見慣れない部屋に覗き込むひかり。何が何だかわからずシーツに顔面を擦り付ける。どういうことだろうこれは。

「なんで、ひかりちゃん……?」

「すごい寝惚けてるね」

「んぇ……?」

 くふくふとひかりが笑って思い出した。ひかりってそんな砕けた笑い方できるんだ。表情筋が怠惰なんだと思っていたけど違うみたい。昨日の文化祭終わりにそのままひかりの家に泊まりに来たことを。

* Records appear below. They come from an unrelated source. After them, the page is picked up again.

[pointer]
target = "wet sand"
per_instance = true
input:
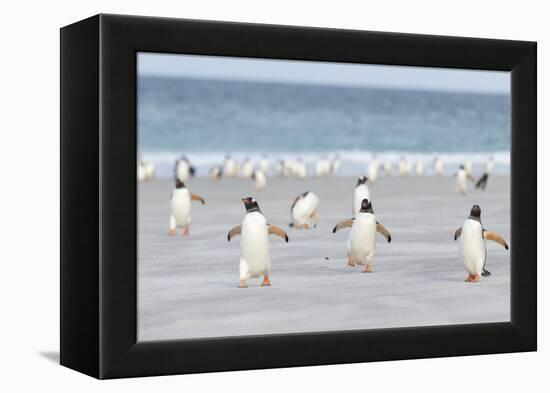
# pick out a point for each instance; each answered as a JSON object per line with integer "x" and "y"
{"x": 188, "y": 287}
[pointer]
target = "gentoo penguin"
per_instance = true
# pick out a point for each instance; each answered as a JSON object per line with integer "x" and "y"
{"x": 247, "y": 169}
{"x": 419, "y": 168}
{"x": 303, "y": 211}
{"x": 279, "y": 168}
{"x": 335, "y": 165}
{"x": 362, "y": 238}
{"x": 388, "y": 168}
{"x": 215, "y": 172}
{"x": 472, "y": 245}
{"x": 361, "y": 192}
{"x": 264, "y": 165}
{"x": 230, "y": 167}
{"x": 180, "y": 203}
{"x": 374, "y": 167}
{"x": 141, "y": 172}
{"x": 462, "y": 178}
{"x": 322, "y": 167}
{"x": 468, "y": 167}
{"x": 403, "y": 167}
{"x": 260, "y": 179}
{"x": 438, "y": 166}
{"x": 482, "y": 182}
{"x": 300, "y": 169}
{"x": 183, "y": 169}
{"x": 254, "y": 231}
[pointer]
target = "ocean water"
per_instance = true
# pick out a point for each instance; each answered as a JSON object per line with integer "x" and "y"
{"x": 208, "y": 119}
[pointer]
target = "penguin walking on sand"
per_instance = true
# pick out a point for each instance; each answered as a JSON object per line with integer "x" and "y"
{"x": 254, "y": 231}
{"x": 230, "y": 168}
{"x": 462, "y": 177}
{"x": 482, "y": 182}
{"x": 438, "y": 166}
{"x": 374, "y": 167}
{"x": 180, "y": 204}
{"x": 362, "y": 238}
{"x": 361, "y": 192}
{"x": 303, "y": 211}
{"x": 260, "y": 179}
{"x": 184, "y": 170}
{"x": 472, "y": 245}
{"x": 215, "y": 172}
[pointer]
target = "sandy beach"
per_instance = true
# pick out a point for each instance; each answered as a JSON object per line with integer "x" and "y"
{"x": 188, "y": 287}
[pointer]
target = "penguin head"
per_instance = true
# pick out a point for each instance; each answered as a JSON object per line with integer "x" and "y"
{"x": 366, "y": 206}
{"x": 362, "y": 180}
{"x": 475, "y": 212}
{"x": 250, "y": 204}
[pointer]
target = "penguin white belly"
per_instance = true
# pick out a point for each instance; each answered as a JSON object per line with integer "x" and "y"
{"x": 181, "y": 207}
{"x": 303, "y": 209}
{"x": 361, "y": 192}
{"x": 361, "y": 240}
{"x": 461, "y": 184}
{"x": 255, "y": 259}
{"x": 472, "y": 246}
{"x": 182, "y": 171}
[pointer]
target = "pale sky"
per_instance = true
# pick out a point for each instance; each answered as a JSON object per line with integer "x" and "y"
{"x": 309, "y": 72}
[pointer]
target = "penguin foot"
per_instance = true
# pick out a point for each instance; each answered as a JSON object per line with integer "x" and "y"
{"x": 367, "y": 269}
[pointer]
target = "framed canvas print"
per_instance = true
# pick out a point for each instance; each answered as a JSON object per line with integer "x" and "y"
{"x": 239, "y": 196}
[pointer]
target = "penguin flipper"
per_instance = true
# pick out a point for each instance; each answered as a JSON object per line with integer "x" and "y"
{"x": 381, "y": 229}
{"x": 233, "y": 232}
{"x": 275, "y": 230}
{"x": 195, "y": 197}
{"x": 495, "y": 237}
{"x": 343, "y": 224}
{"x": 458, "y": 232}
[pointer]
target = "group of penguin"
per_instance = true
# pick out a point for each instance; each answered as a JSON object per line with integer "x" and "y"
{"x": 254, "y": 232}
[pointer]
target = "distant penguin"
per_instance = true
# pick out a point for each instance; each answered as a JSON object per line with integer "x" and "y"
{"x": 300, "y": 169}
{"x": 215, "y": 172}
{"x": 260, "y": 179}
{"x": 473, "y": 247}
{"x": 361, "y": 192}
{"x": 184, "y": 170}
{"x": 438, "y": 166}
{"x": 403, "y": 167}
{"x": 247, "y": 169}
{"x": 419, "y": 168}
{"x": 335, "y": 165}
{"x": 322, "y": 167}
{"x": 482, "y": 182}
{"x": 141, "y": 175}
{"x": 388, "y": 168}
{"x": 264, "y": 165}
{"x": 362, "y": 238}
{"x": 230, "y": 167}
{"x": 303, "y": 211}
{"x": 468, "y": 167}
{"x": 254, "y": 230}
{"x": 180, "y": 204}
{"x": 374, "y": 167}
{"x": 461, "y": 183}
{"x": 279, "y": 168}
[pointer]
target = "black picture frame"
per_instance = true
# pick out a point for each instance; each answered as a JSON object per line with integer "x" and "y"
{"x": 98, "y": 196}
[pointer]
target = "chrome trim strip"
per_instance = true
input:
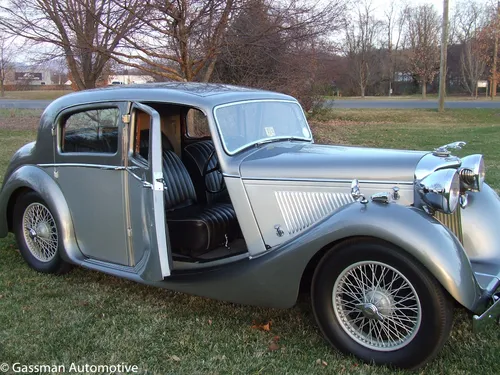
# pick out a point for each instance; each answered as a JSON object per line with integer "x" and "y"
{"x": 488, "y": 320}
{"x": 84, "y": 165}
{"x": 323, "y": 180}
{"x": 230, "y": 153}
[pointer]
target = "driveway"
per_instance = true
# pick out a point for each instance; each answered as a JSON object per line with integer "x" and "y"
{"x": 410, "y": 104}
{"x": 24, "y": 104}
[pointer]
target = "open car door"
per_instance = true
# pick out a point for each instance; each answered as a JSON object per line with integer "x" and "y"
{"x": 148, "y": 241}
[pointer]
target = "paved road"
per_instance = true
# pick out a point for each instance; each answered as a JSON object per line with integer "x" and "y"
{"x": 24, "y": 104}
{"x": 393, "y": 104}
{"x": 406, "y": 104}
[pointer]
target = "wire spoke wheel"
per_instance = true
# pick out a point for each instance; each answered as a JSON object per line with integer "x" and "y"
{"x": 377, "y": 306}
{"x": 40, "y": 232}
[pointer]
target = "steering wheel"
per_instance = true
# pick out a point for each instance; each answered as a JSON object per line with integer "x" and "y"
{"x": 207, "y": 171}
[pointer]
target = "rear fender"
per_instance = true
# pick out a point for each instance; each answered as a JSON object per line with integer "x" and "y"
{"x": 38, "y": 180}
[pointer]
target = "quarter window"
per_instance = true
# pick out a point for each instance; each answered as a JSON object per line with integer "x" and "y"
{"x": 95, "y": 130}
{"x": 197, "y": 124}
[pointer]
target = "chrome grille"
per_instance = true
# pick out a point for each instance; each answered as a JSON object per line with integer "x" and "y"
{"x": 302, "y": 209}
{"x": 452, "y": 221}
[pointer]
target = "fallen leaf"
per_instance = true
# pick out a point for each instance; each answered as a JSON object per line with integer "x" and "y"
{"x": 263, "y": 327}
{"x": 321, "y": 362}
{"x": 273, "y": 346}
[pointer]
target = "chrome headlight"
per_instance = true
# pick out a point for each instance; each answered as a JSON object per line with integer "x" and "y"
{"x": 472, "y": 172}
{"x": 441, "y": 190}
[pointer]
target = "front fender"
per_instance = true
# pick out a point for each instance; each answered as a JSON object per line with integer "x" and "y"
{"x": 420, "y": 235}
{"x": 36, "y": 179}
{"x": 273, "y": 278}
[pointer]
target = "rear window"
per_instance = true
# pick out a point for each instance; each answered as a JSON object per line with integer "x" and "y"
{"x": 94, "y": 131}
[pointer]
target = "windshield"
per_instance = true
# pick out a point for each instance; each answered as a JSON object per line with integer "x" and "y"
{"x": 246, "y": 123}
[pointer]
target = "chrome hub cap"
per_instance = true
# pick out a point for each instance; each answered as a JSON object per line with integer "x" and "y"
{"x": 40, "y": 232}
{"x": 376, "y": 306}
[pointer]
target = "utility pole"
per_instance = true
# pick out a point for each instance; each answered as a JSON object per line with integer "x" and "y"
{"x": 494, "y": 80}
{"x": 444, "y": 57}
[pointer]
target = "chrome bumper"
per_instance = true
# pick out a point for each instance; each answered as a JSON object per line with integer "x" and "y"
{"x": 488, "y": 319}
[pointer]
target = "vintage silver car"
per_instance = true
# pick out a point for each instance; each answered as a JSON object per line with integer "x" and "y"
{"x": 220, "y": 191}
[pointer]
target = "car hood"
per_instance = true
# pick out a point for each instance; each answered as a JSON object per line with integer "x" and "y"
{"x": 289, "y": 160}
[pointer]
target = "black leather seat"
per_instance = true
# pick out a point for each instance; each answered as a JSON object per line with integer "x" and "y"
{"x": 195, "y": 158}
{"x": 193, "y": 229}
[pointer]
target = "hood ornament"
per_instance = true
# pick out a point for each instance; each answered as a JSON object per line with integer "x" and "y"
{"x": 356, "y": 192}
{"x": 445, "y": 150}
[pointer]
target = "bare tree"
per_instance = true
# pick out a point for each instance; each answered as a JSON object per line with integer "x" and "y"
{"x": 85, "y": 32}
{"x": 469, "y": 20}
{"x": 277, "y": 45}
{"x": 423, "y": 37}
{"x": 6, "y": 60}
{"x": 360, "y": 45}
{"x": 178, "y": 40}
{"x": 395, "y": 20}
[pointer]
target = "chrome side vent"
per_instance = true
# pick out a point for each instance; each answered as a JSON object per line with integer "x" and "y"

一緒に回れず後夜祭も帰り道まで別行動。みんなには内緒でこっそり2人きりでお泊り会。眠い。また写真部のためにカメラ持って学校中を歩き回ったからシンプル疲労。二度寝選手権地区大会予選突破はひかりによって阻止された。

「いま、なんじ?」

「9時半、をちょっと過ぎたくらい」

「うぅん……」

「朝ごはん、できてるって。起きて」

「おきる」

 ベッドから半ばひかりに支えられて抜け出す。なんとか自力で立つかなでの髪をわしゃわしゃ掻き混ぜ頬を滑らせるように撫でられた。先に部屋を出たひかりの背中を追って見えない鎖をしゃらりしゃらり鳴らして歩く。慣れない家の床で踊らされている足首が違和感にきゅうと泣いた。

「ひかり」

「ん?」

「おはよぉ」

「おはよう、かなで」

22

 電車の中から既に人ばっかりでこれは探すの時間かかるかも。なんて思いながら改札を通って。瞬き。杞憂だった。かなでが選んだ浴衣が退屈そうに待っている。

「ひかり! おまたせ」

「かなで。──うん、やっぱり似合うね。その浴衣」

「ありがと。ひかりも似合ってる。白いから紫よく映えるね」

 去年は迷子になった2人だから。しっかり手を繋いで駅から会場に向かう。人が多すぎる所は正直言って苦手。でも悪くないかも。右手をぎゅっと握ってぴたりとくっついたって不自然じゃないから。今日は堂々とできてしまう魔法の日。

「あ、やきそば。かなで食べる?」

「なんで?」

「去年買ってたから」

 覚えていてくれたことは嬉しい。忘れていてほしかったけれど。かなでは夏祭りで食べるならベビーカステラが好きだ。あとでひかりと一緒に食べたい。

「あれは仕方なくだったの。ねえ、あっちに射的あるよ。私あのぬいぐるみ欲しいなあ」

「取ってくれって?」

「だめ?」

 上目遣いでひかりに大ダメージ。空の色が変わったらアルバムがまた増えていく。